SELECT titles.title_id
FROM titles
INNER JOIN crew ON crew.title_id = titles.title_id
INNER JOIN people ON people.person_id = crew.person_id
WHERE genres like '%Comedy%' 
  AND name in ('Owen Wilson', 'Adam Sandler', 'Jason Segel')
"""
flow_df = query_renderer.get_flow_df(query, con_str=con_str)
query_renderer.vizualize(flow_df, title="Bad estimation for query 1", metrics=["actual_rows", "plan_rows"], open_=False)

We can see that each metric gets its own color; the darker gray represents the actual_rows metric and the darker lighter gray represents the plan_rows metric. 

We can see  that the optimizer was way off for the Crew scan, as the light gray edge is much thicker than the darker one. The reason the optimizer estimation is skewed is due to PostgreSQL’s mechanism for deleting and updating records. When an update or a delete occurs, it does not create extra space in the system. PostgreSQL rather flags these tuples as “dead tuples” and to remove those, one needs to use the VACUUM clause. 

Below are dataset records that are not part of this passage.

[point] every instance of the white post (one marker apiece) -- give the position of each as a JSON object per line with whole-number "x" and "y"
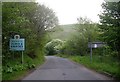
{"x": 22, "y": 57}
{"x": 91, "y": 52}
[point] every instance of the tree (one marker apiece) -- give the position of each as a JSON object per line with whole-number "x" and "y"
{"x": 110, "y": 24}
{"x": 86, "y": 31}
{"x": 29, "y": 20}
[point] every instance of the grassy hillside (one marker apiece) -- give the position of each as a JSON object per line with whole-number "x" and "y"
{"x": 63, "y": 32}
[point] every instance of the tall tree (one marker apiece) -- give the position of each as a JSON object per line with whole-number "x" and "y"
{"x": 110, "y": 24}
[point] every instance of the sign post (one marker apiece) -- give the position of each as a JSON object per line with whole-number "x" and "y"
{"x": 94, "y": 45}
{"x": 17, "y": 44}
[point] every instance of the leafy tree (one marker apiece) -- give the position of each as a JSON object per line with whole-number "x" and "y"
{"x": 86, "y": 31}
{"x": 110, "y": 24}
{"x": 30, "y": 21}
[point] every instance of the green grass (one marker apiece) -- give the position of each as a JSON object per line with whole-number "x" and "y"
{"x": 16, "y": 75}
{"x": 98, "y": 64}
{"x": 104, "y": 65}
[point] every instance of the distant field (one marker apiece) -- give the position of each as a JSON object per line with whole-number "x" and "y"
{"x": 63, "y": 32}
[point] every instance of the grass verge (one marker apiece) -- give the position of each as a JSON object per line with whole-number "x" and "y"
{"x": 109, "y": 68}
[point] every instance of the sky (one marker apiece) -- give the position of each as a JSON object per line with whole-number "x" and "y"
{"x": 68, "y": 11}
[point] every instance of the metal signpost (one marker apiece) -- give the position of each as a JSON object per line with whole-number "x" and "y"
{"x": 94, "y": 45}
{"x": 17, "y": 44}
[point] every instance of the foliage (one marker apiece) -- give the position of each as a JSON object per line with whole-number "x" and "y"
{"x": 104, "y": 66}
{"x": 85, "y": 32}
{"x": 110, "y": 24}
{"x": 54, "y": 47}
{"x": 31, "y": 21}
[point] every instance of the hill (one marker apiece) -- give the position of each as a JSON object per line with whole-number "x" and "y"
{"x": 63, "y": 32}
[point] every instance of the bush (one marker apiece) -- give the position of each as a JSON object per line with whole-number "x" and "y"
{"x": 54, "y": 47}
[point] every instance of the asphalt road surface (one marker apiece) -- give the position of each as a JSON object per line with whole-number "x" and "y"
{"x": 56, "y": 68}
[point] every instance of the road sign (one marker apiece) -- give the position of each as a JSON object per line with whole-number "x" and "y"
{"x": 17, "y": 44}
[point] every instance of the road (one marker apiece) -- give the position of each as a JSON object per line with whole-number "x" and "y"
{"x": 56, "y": 68}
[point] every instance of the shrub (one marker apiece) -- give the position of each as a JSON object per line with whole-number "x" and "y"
{"x": 54, "y": 47}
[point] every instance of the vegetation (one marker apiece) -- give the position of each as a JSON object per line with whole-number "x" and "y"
{"x": 31, "y": 21}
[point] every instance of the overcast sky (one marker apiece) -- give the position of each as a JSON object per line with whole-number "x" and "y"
{"x": 68, "y": 11}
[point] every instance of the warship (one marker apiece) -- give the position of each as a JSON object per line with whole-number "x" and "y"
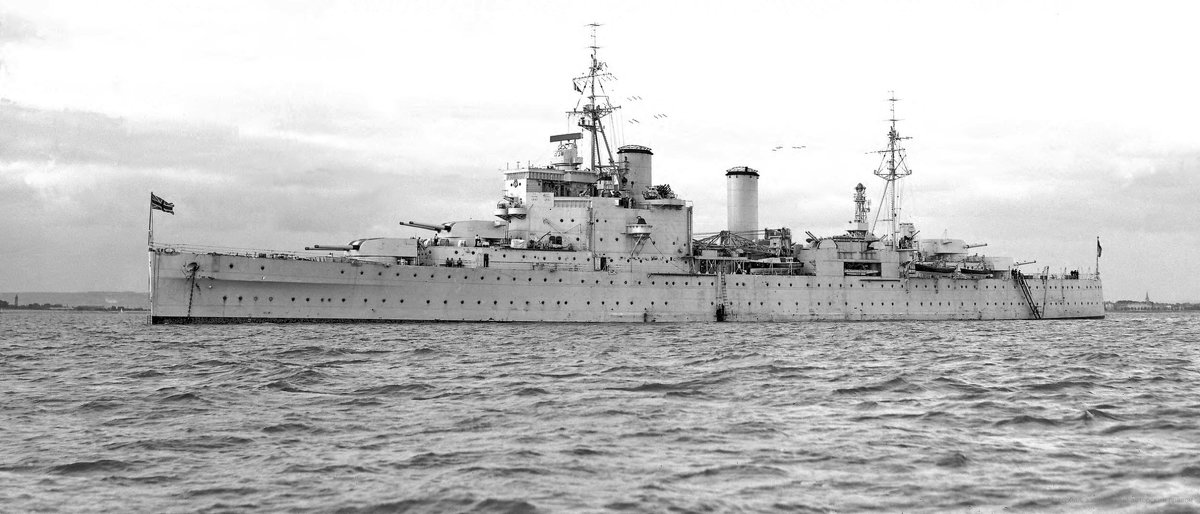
{"x": 589, "y": 237}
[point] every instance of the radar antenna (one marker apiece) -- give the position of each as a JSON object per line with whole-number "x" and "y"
{"x": 595, "y": 108}
{"x": 892, "y": 168}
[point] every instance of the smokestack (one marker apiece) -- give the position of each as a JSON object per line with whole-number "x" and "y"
{"x": 637, "y": 161}
{"x": 742, "y": 185}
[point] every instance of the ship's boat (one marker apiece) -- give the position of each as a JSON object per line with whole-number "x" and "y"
{"x": 598, "y": 240}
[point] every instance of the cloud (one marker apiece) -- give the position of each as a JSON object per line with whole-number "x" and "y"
{"x": 75, "y": 187}
{"x": 16, "y": 29}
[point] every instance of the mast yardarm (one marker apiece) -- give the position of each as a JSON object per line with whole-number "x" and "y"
{"x": 598, "y": 107}
{"x": 892, "y": 168}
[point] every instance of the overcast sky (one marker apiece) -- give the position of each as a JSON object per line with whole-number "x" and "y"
{"x": 1036, "y": 126}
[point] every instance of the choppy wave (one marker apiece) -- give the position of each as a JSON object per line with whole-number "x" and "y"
{"x": 105, "y": 412}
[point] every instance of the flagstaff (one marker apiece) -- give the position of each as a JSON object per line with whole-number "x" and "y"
{"x": 156, "y": 203}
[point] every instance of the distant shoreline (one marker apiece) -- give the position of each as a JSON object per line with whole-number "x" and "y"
{"x": 72, "y": 309}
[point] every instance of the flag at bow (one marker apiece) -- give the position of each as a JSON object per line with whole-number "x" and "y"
{"x": 161, "y": 204}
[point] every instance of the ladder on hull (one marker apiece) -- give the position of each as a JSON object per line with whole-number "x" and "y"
{"x": 720, "y": 296}
{"x": 1025, "y": 291}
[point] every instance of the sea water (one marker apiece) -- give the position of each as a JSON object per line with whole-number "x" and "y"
{"x": 103, "y": 412}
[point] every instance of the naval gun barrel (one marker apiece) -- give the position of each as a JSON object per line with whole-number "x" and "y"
{"x": 427, "y": 226}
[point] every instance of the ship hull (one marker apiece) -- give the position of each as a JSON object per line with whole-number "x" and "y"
{"x": 190, "y": 287}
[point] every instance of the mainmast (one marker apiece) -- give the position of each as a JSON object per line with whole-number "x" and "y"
{"x": 892, "y": 168}
{"x": 598, "y": 107}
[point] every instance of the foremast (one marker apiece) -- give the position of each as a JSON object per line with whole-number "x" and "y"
{"x": 592, "y": 114}
{"x": 892, "y": 168}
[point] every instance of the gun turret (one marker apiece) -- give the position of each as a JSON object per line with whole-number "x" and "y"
{"x": 427, "y": 226}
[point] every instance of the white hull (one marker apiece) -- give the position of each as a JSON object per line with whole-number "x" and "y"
{"x": 231, "y": 288}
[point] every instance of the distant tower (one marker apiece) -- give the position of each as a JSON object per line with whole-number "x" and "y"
{"x": 742, "y": 186}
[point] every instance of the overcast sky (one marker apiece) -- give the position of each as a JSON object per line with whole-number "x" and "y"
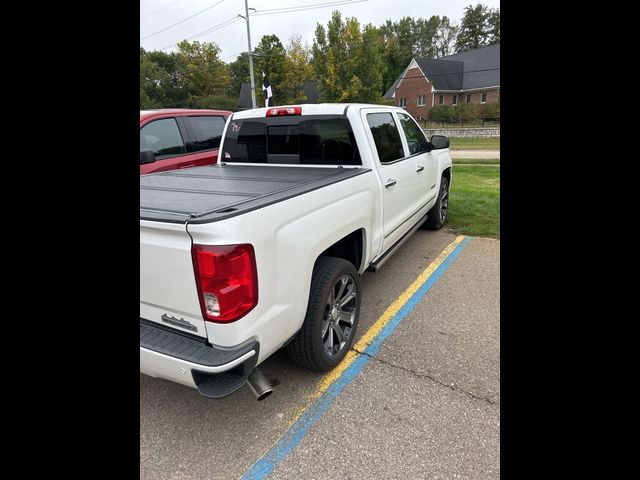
{"x": 231, "y": 36}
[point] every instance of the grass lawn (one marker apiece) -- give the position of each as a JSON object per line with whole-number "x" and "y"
{"x": 474, "y": 201}
{"x": 474, "y": 143}
{"x": 485, "y": 161}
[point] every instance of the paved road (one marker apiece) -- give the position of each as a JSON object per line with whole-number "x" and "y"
{"x": 426, "y": 406}
{"x": 474, "y": 153}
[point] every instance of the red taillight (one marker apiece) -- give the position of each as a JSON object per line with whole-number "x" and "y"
{"x": 227, "y": 280}
{"x": 276, "y": 112}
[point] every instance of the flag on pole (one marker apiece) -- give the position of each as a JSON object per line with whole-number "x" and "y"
{"x": 266, "y": 88}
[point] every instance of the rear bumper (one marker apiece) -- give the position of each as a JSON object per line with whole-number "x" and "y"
{"x": 191, "y": 361}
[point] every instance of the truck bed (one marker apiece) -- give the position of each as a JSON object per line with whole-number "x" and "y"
{"x": 216, "y": 192}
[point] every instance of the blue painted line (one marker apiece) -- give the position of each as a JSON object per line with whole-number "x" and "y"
{"x": 292, "y": 437}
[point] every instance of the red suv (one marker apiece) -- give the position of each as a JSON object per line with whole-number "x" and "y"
{"x": 179, "y": 138}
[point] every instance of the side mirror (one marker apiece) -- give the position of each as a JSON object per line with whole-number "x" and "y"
{"x": 439, "y": 141}
{"x": 147, "y": 156}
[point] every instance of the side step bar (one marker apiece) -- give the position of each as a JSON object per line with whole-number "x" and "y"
{"x": 374, "y": 266}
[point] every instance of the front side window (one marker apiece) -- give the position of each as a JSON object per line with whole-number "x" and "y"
{"x": 207, "y": 132}
{"x": 386, "y": 136}
{"x": 163, "y": 138}
{"x": 306, "y": 140}
{"x": 415, "y": 137}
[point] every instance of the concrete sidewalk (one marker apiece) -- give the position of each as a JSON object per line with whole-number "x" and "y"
{"x": 474, "y": 153}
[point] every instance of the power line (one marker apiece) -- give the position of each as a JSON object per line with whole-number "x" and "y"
{"x": 272, "y": 11}
{"x": 275, "y": 11}
{"x": 182, "y": 21}
{"x": 160, "y": 10}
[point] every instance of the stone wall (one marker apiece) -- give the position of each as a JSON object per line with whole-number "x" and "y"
{"x": 463, "y": 132}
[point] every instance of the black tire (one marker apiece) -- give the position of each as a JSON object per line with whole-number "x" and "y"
{"x": 311, "y": 347}
{"x": 437, "y": 216}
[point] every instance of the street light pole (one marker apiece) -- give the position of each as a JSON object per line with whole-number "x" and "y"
{"x": 253, "y": 83}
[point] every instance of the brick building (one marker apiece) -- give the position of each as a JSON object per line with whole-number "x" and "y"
{"x": 467, "y": 77}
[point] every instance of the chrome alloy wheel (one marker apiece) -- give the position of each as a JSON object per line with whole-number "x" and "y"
{"x": 340, "y": 313}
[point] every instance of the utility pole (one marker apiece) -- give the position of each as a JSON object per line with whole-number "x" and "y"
{"x": 253, "y": 83}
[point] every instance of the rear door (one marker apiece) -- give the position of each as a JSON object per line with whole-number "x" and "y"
{"x": 425, "y": 162}
{"x": 205, "y": 134}
{"x": 167, "y": 139}
{"x": 401, "y": 183}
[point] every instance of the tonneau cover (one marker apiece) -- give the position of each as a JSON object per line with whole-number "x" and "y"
{"x": 215, "y": 192}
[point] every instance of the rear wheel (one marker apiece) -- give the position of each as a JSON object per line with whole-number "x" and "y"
{"x": 332, "y": 316}
{"x": 438, "y": 214}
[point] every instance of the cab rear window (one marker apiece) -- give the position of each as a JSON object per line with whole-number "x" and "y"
{"x": 306, "y": 140}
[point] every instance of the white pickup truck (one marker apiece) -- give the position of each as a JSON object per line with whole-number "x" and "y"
{"x": 265, "y": 249}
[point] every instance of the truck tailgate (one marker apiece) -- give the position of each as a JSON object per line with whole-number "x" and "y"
{"x": 168, "y": 293}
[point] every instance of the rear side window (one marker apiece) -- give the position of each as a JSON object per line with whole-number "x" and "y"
{"x": 163, "y": 138}
{"x": 207, "y": 132}
{"x": 415, "y": 138}
{"x": 306, "y": 140}
{"x": 386, "y": 136}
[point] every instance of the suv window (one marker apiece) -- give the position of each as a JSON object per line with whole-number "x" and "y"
{"x": 162, "y": 137}
{"x": 207, "y": 132}
{"x": 386, "y": 136}
{"x": 415, "y": 137}
{"x": 307, "y": 140}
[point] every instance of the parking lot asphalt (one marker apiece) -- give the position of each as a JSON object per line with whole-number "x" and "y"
{"x": 427, "y": 405}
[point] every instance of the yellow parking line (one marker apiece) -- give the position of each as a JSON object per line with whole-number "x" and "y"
{"x": 327, "y": 380}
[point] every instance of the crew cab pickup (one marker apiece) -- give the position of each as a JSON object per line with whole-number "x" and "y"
{"x": 264, "y": 250}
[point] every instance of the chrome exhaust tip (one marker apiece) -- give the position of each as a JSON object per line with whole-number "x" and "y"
{"x": 259, "y": 385}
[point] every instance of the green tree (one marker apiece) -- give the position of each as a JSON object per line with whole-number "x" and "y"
{"x": 238, "y": 74}
{"x": 270, "y": 56}
{"x": 297, "y": 71}
{"x": 348, "y": 68}
{"x": 445, "y": 39}
{"x": 474, "y": 28}
{"x": 494, "y": 26}
{"x": 201, "y": 72}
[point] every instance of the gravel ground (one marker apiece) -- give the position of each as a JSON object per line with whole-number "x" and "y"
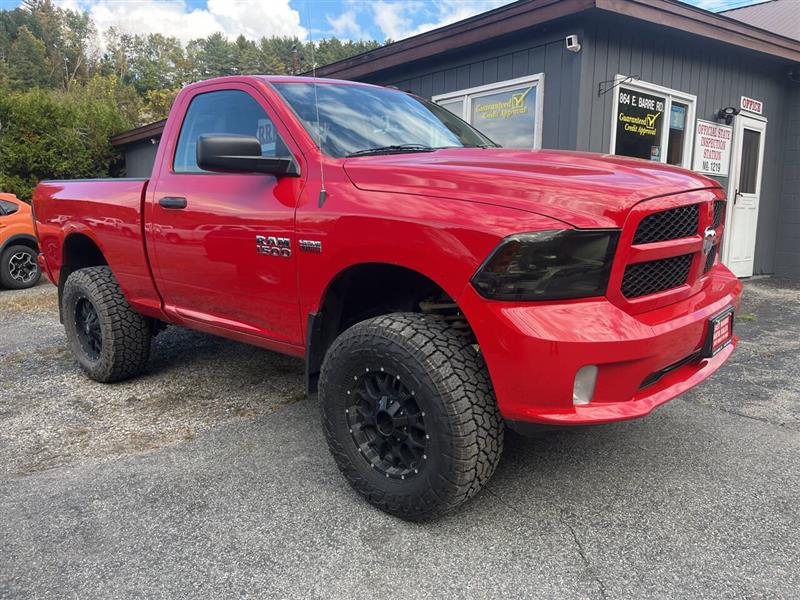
{"x": 52, "y": 414}
{"x": 209, "y": 477}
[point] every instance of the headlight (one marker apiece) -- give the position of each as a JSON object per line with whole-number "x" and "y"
{"x": 548, "y": 265}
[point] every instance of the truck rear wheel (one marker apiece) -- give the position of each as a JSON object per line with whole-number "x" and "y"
{"x": 409, "y": 414}
{"x": 110, "y": 340}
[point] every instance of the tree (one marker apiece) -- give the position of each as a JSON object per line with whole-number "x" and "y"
{"x": 53, "y": 134}
{"x": 217, "y": 56}
{"x": 27, "y": 61}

We can clean the dead tuple in the Crew relation using the vacuum command only on the Crew relation. The vacuum query can be seen in the next cell. 


In [None]:

engine =  create_engine(con_str)
connection = engine.raw_connection()
connection.set_isolation_level(ISOLATION_LEVEL_AUTOCOMMIT)
cursor = connection.cursor()
cursor.execute("VACUUM FULL crew")

To confirm that the optimizer statistics are up to date, we use QueryFlow to visualize the cardinality again. The corresponding Sankey that represents the estimated cardinality compared to the actual cardinality after the vacuum command can be seen in the next cell.

In [None]:
flow_df = query_renderer.get_flow_df(query, con_str=con_str)
query_renderer.vizualize(flow_df, title="Bad estimation for query 1", metrics=["actual_rows", "plan_rows"], open_=False)

We can immediately see  that the Crew scan is no longer skewed as it used to be, as the darker and lighter edges of the Crew sub-expression are proportional.